Proof: By "Exchange" Method. First we prove that there is an optimal solution O with no idle time. Then we prove that invert the scheduling of all intervals with deadlines against the "fully sorted order" will not increase total lateness. Since intervals can be inverted up untill become fully sorted by their deadlines, our solution is proved to be at least as good as optimal.

### 1.3 Problem: Graph Shortest Paths

#### The Problem

In a graph where each edge is weighed by l(e) non negative, find a path from s to v with the lowest sum of l(e)'s.

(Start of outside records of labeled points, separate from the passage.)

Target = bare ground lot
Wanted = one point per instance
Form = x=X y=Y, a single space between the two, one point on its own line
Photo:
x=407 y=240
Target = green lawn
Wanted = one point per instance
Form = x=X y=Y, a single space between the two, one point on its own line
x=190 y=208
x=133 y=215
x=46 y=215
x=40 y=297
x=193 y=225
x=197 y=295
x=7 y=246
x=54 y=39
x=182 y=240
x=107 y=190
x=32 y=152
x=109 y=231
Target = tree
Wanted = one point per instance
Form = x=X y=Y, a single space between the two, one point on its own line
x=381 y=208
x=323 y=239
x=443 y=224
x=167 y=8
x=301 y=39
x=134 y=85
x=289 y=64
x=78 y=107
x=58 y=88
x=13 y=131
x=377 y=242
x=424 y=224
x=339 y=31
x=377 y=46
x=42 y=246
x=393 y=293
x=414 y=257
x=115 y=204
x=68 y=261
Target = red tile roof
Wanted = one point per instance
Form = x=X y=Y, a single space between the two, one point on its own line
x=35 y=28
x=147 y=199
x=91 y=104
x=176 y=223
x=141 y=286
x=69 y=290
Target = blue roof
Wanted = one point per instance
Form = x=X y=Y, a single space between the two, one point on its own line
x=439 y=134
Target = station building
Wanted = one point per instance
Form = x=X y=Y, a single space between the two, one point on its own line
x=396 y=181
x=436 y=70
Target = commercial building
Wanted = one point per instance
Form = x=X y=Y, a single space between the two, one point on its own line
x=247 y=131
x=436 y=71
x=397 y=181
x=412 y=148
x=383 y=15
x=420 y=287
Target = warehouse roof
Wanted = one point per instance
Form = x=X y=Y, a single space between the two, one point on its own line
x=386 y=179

#### The Design: Dijkstra's Algorithm

Starting from s. Add all nodes already explored to a set S. For each node j with at least an edge connecting to S, refresh its distance to s using

\begin{equation*}
d'(v) = min_{e=(u,v):u\in S}d(u)+l_{e}
\end{equation*}

#### The Analysis

Proof: By "Stay Ahead" Method. We prove that if another path P' with the shortest distance to v exists, then its cost is no less than the cost of P by the non-negativity of the edge weights and the process of always finding the least cost outward edge.

Run Time: Using a priority queue, Dijkstra costs O(m) + n O(log n) + m O(log n) for a graph with n nodes and m edges.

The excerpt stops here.